2008.2.3〜2.6
Conference on Retroviruses and Opportunistic Infections (CROI 2008)
Boston, USA.
まずはHarrisらのグループの研究です。タイトルは『APOBEC3G’s Cytoplasmic Localization Is Actively Regulated but Not Required for HIV-1 Replication』です。彼らは、hAPOBEC3B, F, Gのキメラタンパク質を作り、実験を行っていました。彼らの報告では、hAPOBEC3B, F, Gの細胞内局在は、N末の部分が決めている。ただ、N末だけでは完全には局在は決まらない。また、局在と抗HIV-1活性はリンクしない。ということを報告していました。それ以上に私にとって重要な情報ももらいました。実はこの発表者は、前日に私のポスターを聞きにきてくれた人で、今自分たちの研究室でどのような研究をやっているかについても教えてくれました。
2つ目は、『Distinct Packaging Mechanisms of Human Cytidine Deaminase APOBEC3 Proteins into HIV-1 Virions』で、Yuらのグループが報告していました。それによれば、hAPOBEC3CのHIV-1粒子内への取り込みには、hAPOBEC3Gで言われているように、GagのNC domainが必要ではなく、MAとCAが必要であること。またRNAは必要だが、ウイルスRNAは必要ではないことを報告していました。hAPOBEC3Cは、我々が今研究を行っているAPOBEC1と同じ、single-deaminaseタンパク質であるので、このメカニズムは非常に興味深いものがありました。そこでそのことを発表者に伝えたら、なぜAPOBEC1を研究しようと思ったのか?という質問を逆にされてしまいました。

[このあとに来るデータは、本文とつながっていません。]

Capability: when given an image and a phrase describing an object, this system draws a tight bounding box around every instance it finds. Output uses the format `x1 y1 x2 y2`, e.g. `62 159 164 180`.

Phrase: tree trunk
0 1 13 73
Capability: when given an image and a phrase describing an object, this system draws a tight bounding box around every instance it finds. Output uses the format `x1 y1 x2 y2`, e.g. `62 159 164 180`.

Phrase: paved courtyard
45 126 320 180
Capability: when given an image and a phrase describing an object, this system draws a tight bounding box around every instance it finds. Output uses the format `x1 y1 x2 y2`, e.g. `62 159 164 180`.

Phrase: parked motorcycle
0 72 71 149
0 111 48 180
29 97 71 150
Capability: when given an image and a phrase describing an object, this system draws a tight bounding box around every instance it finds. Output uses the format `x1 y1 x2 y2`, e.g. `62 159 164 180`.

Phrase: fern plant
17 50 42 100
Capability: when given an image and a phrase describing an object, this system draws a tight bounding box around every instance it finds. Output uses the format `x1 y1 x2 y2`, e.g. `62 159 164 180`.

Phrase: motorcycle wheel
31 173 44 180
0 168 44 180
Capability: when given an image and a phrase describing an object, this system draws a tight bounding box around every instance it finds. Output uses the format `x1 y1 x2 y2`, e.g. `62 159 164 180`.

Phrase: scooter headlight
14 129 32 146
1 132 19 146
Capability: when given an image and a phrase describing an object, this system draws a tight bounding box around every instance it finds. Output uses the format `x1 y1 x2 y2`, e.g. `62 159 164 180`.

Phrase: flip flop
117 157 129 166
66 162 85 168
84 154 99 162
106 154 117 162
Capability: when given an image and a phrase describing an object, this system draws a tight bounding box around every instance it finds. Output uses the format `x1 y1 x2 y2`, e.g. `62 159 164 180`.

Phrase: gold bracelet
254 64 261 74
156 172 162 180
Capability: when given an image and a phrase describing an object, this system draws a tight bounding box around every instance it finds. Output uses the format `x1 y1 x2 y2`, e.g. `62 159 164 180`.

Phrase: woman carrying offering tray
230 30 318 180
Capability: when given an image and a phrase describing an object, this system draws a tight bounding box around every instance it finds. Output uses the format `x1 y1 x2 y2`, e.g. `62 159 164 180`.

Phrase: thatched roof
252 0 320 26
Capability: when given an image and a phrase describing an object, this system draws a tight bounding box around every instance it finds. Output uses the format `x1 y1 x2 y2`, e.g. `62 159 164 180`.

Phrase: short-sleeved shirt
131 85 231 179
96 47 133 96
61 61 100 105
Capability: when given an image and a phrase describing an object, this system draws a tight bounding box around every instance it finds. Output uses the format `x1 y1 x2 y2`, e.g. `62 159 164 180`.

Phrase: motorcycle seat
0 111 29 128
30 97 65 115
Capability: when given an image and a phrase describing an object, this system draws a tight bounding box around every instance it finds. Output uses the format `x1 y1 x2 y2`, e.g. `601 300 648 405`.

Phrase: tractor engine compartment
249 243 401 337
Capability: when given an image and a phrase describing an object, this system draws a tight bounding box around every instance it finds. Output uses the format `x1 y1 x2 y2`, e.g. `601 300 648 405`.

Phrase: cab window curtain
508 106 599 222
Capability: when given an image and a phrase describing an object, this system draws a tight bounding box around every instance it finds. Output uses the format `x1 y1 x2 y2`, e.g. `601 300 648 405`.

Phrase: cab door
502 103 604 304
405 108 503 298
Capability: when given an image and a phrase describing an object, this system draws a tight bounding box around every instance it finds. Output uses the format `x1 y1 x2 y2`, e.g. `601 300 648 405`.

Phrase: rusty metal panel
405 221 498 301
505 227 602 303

3つめは、『Enzymatically Active APOBEC3G Is Required for Efficient Inhibition of HIV-1』というタイトルで、Strebelらのグループの報告でした。この演題はすでに論文にもなっていて、一度読んだことがあるのですが、今APOBEC3Gの抗HIV-1メカニズムは脱アミノ化に依存するメカニズムと依存しないメカニズムがあるということが言われてきました。彼らのグループは、このことに関して、二つの系を使って証明していました。1つは、APOBEC3Gのwild-typeとmutantをtransient transfectionで発現量を同じレベルにして、抗HIV-1活性を比較しました。もう1つは、wild-typeとmutant APOBEC3Gをstableに発現しているcell lineを作り、発現量が同じレベルの細胞を使って抗HIV-1活性を比較しました。その結果、タイトルどおりAPOBEC3GがHIV-1に対して抑制活性を示すためには、cytidine deaminase domainが必要であることを示していました。このことに関しても、今の研究にも重要なので、非常に参考になりました。